Apple may be preparing its biggest iPhone camera leap in years, according to a new rumor suggesting the company is currently testing a 200MP main camera sensor. If it happens, this would mark a major shift from Apple’s long-standing approach of sticking with relatively modest megapixel counts for extended periods, then upgrading only when the overall imaging pipeline is ready.
The claim comes from a well-known tipster, who says Apple is experimenting with a 200MP sensor measuring 1/1.2 inches. That sensor size matters as much as the megapixel number itself. A larger camera sensor can capture more light, which typically improves low-light photography, preserves fine detail, and helps reduce the grainy look that can appear in darker scenes. In simple terms, more light and more data often translate into sharper photos with cleaner textures, especially at night.
Interestingly, the rumored 1/1.2-inch sensor would be larger than the 1/1.3-inch class sensors commonly discussed for other flagship phones. While sensor measurements can be confusing, in this format a 1/1.2-inch type sensor is generally considered bigger than a 1/1.3-inch type, which could give Apple more headroom for image quality if the company follows through with this hardware.
Right now, Apple’s latest iPhones use 48MP sensors across the lineup, delivering higher-resolution shots and enabling features like improved digital zoom through cropping. Moving to 200MP could expand those capabilities significantly. One of the biggest potential benefits is more flexible “lossless-like” zoom. With that many pixels to work with, the camera can crop into the image while keeping detail high, potentially achieving up to around 4x quality zoom under the right conditions. It would also give users the option to shoot at full resolution and reframe later, which is especially useful for travel, portraits, and capturing moments where you can’t physically get closer.
The rumor also notes that Apple is reportedly testing this 200MP setup for the primary (main) camera only. If accurate, that means the telephoto and ultrawide cameras could remain at 48MP rather than jumping to 200MP as well. Even so, upgrading the main sensor alone could still deliver a noticeable improvement in everyday photography, since the primary camera is the one most people use the most for both photos and video.
There’s another piece of camera speculation circulating too: Apple is said to be working on LOFIC sensor technology with a claimed 20-stop dynamic range. If that ever makes it into an iPhone, it could help preserve detail in challenging scenes, like bright skies with darker shadows, backlit portraits, or night shots with harsh lighting. As with the 200MP rumor, though, testing doesn’t guarantee it will ship on a final product.

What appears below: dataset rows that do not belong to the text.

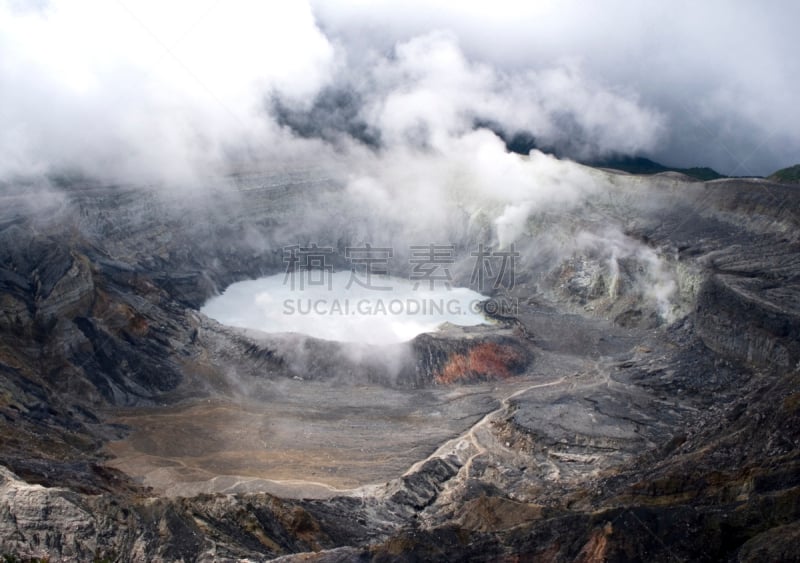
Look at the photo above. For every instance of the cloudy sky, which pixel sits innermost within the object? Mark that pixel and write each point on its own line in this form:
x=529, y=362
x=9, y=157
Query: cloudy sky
x=164, y=90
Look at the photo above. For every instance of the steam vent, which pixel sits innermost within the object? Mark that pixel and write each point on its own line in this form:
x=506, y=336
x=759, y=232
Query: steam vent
x=334, y=281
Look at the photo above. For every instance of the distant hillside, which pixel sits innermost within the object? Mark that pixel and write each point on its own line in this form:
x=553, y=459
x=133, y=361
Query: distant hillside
x=523, y=143
x=642, y=165
x=789, y=175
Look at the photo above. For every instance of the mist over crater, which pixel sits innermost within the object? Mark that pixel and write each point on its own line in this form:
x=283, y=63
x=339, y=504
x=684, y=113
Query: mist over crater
x=341, y=306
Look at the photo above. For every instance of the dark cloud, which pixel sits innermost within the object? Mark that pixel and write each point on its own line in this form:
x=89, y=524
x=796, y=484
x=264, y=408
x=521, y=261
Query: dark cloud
x=171, y=92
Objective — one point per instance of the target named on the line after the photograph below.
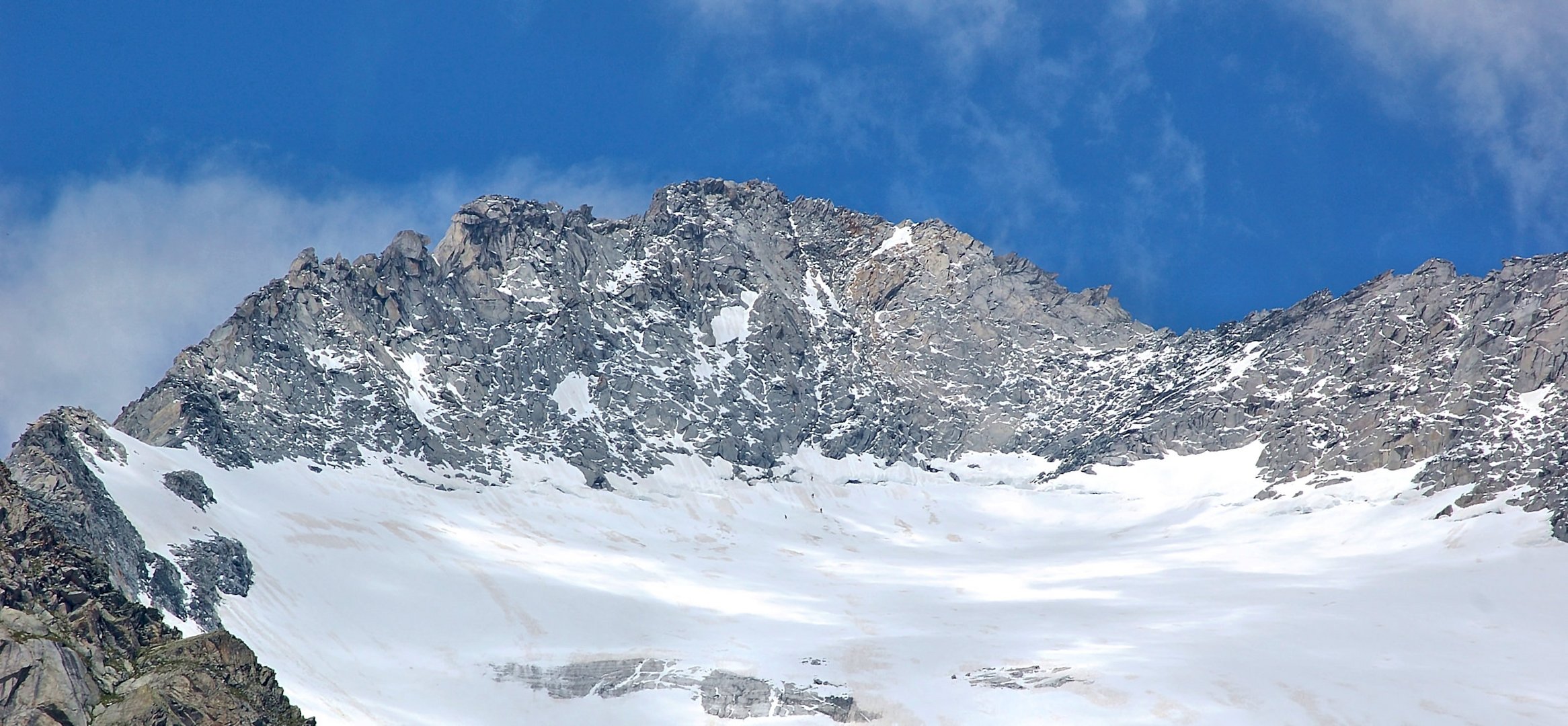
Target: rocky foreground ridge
(76, 651)
(738, 323)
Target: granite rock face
(736, 323)
(76, 651)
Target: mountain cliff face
(734, 323)
(785, 417)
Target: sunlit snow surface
(1167, 590)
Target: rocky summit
(539, 427)
(736, 323)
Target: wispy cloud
(1498, 71)
(112, 276)
(965, 96)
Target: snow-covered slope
(761, 456)
(1154, 593)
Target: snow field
(1167, 590)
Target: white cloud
(114, 276)
(960, 32)
(1501, 73)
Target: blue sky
(1205, 159)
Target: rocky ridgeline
(76, 651)
(726, 321)
(736, 323)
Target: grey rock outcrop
(736, 323)
(190, 487)
(214, 565)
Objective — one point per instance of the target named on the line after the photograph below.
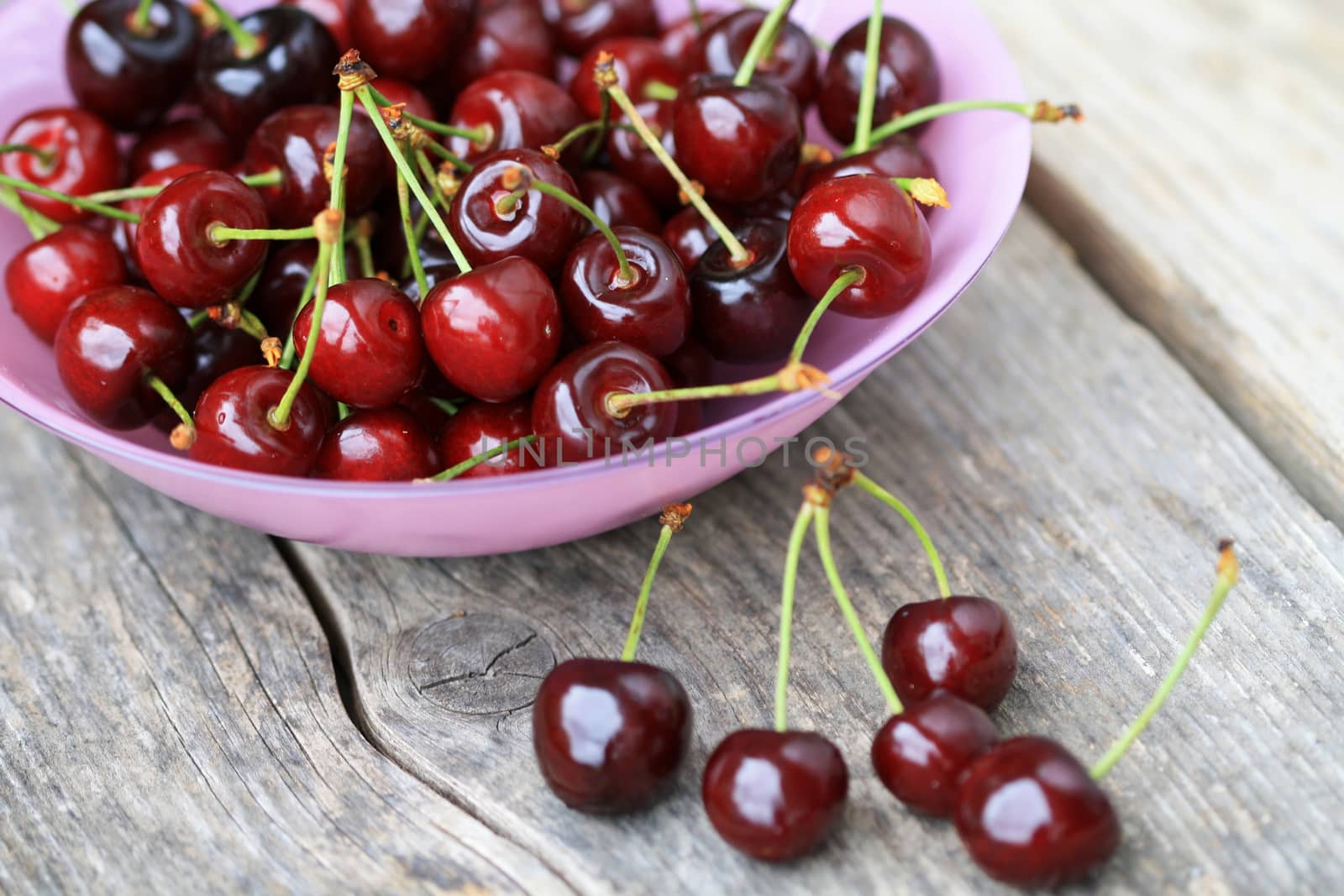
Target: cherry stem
(737, 251)
(1229, 570)
(790, 579)
(763, 43)
(869, 93)
(365, 94)
(895, 504)
(454, 472)
(828, 563)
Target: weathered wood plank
(1205, 194)
(1070, 468)
(170, 712)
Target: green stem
(1227, 574)
(847, 610)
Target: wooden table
(1151, 362)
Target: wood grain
(1068, 468)
(1205, 194)
(170, 712)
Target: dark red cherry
(739, 143)
(963, 645)
(378, 445)
(581, 23)
(125, 76)
(774, 794)
(47, 275)
(538, 228)
(636, 60)
(866, 222)
(293, 66)
(792, 62)
(494, 331)
(1030, 815)
(188, 140)
(108, 340)
(907, 76)
(176, 253)
(569, 410)
(617, 201)
(407, 39)
(514, 109)
(611, 735)
(84, 157)
(753, 312)
(651, 312)
(921, 754)
(233, 427)
(295, 141)
(370, 351)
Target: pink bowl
(981, 160)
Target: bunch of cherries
(470, 269)
(611, 735)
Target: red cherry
(907, 76)
(569, 410)
(611, 735)
(84, 157)
(774, 794)
(1030, 815)
(921, 754)
(108, 340)
(792, 62)
(175, 249)
(128, 78)
(233, 427)
(739, 143)
(963, 645)
(383, 445)
(494, 331)
(370, 351)
(47, 275)
(481, 426)
(860, 222)
(753, 312)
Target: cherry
(239, 90)
(129, 76)
(792, 62)
(107, 344)
(481, 426)
(860, 222)
(491, 222)
(295, 140)
(494, 331)
(617, 201)
(774, 794)
(748, 313)
(80, 156)
(181, 258)
(383, 445)
(739, 143)
(1030, 815)
(511, 109)
(233, 429)
(47, 275)
(370, 351)
(407, 38)
(961, 645)
(907, 76)
(920, 754)
(188, 140)
(651, 311)
(570, 409)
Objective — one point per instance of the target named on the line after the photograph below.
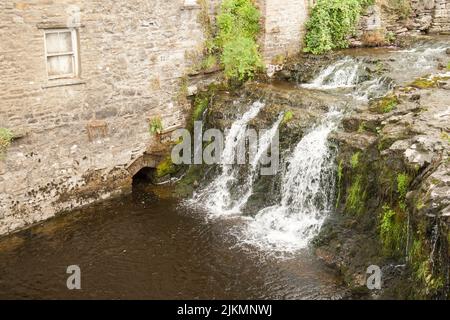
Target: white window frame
(74, 53)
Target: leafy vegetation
(355, 160)
(6, 137)
(165, 168)
(155, 126)
(200, 105)
(403, 181)
(331, 23)
(421, 265)
(288, 116)
(238, 24)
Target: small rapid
(306, 197)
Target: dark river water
(145, 246)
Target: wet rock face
(394, 189)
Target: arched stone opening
(144, 176)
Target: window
(61, 53)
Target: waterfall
(345, 74)
(306, 196)
(228, 193)
(342, 74)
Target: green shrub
(331, 23)
(402, 7)
(288, 116)
(200, 105)
(6, 137)
(238, 24)
(355, 160)
(155, 126)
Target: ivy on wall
(331, 23)
(236, 39)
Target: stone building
(79, 81)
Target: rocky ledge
(393, 201)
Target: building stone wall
(425, 16)
(284, 26)
(132, 61)
(441, 16)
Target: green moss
(421, 265)
(356, 197)
(445, 136)
(165, 168)
(155, 126)
(420, 205)
(355, 160)
(403, 8)
(288, 116)
(209, 62)
(385, 104)
(430, 82)
(6, 137)
(340, 175)
(393, 231)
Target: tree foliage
(238, 25)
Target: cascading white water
(306, 195)
(345, 74)
(342, 74)
(217, 198)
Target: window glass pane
(52, 40)
(59, 42)
(60, 65)
(65, 41)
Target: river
(143, 246)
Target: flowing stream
(151, 245)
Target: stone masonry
(132, 57)
(131, 66)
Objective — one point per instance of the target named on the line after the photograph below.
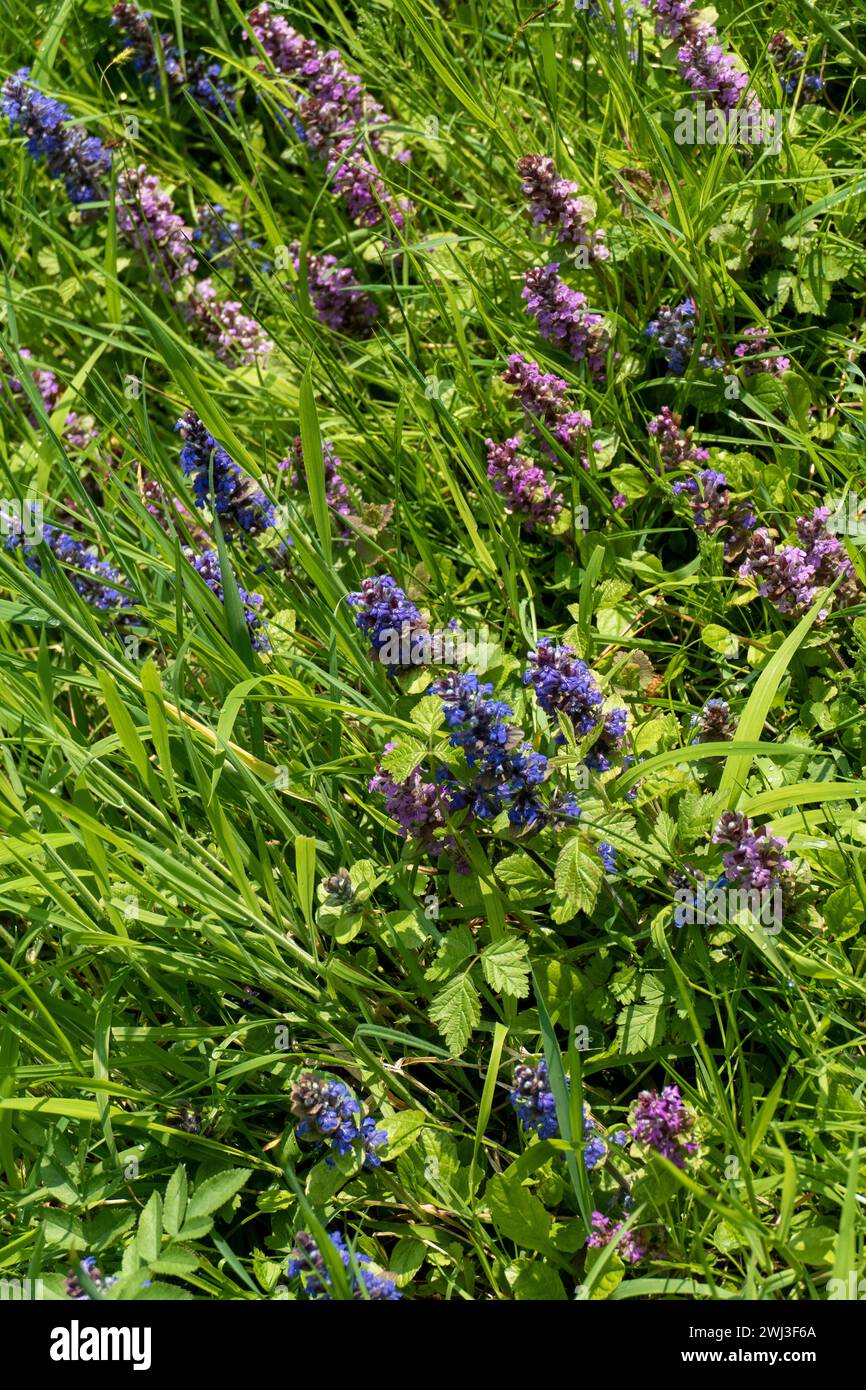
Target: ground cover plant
(433, 651)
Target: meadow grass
(173, 797)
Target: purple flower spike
(662, 1123)
(338, 300)
(563, 320)
(553, 203)
(523, 484)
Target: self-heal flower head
(605, 1232)
(148, 220)
(521, 484)
(673, 332)
(756, 859)
(674, 444)
(388, 619)
(335, 117)
(715, 512)
(542, 396)
(715, 723)
(195, 74)
(328, 1111)
(67, 149)
(337, 492)
(234, 337)
(553, 203)
(663, 1123)
(43, 380)
(74, 1286)
(307, 1264)
(338, 300)
(419, 806)
(237, 498)
(563, 320)
(791, 576)
(207, 566)
(754, 350)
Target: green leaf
(455, 1012)
(403, 758)
(578, 879)
(453, 950)
(506, 966)
(175, 1201)
(516, 1214)
(214, 1191)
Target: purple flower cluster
(419, 806)
(328, 1111)
(207, 566)
(713, 510)
(533, 1100)
(67, 149)
(237, 498)
(715, 723)
(542, 398)
(92, 578)
(334, 116)
(673, 332)
(95, 1275)
(565, 684)
(234, 335)
(148, 220)
(337, 492)
(196, 75)
(605, 1230)
(674, 444)
(307, 1264)
(790, 61)
(756, 859)
(385, 615)
(338, 300)
(790, 577)
(752, 349)
(704, 64)
(563, 319)
(523, 484)
(553, 203)
(662, 1123)
(43, 380)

For now, the key takeaway is that Apple may be evaluating a high-resolution 200MP main camera with a notably large sensor, a combination that could improve low-light performance, boost detail, and enable higher-quality zoom through cropping. Whether it arrives in a future iPhone will depend on Apple’s usual standards for consistency, image processing, storage requirements, and overall camera performance—not just a headline megapixel number.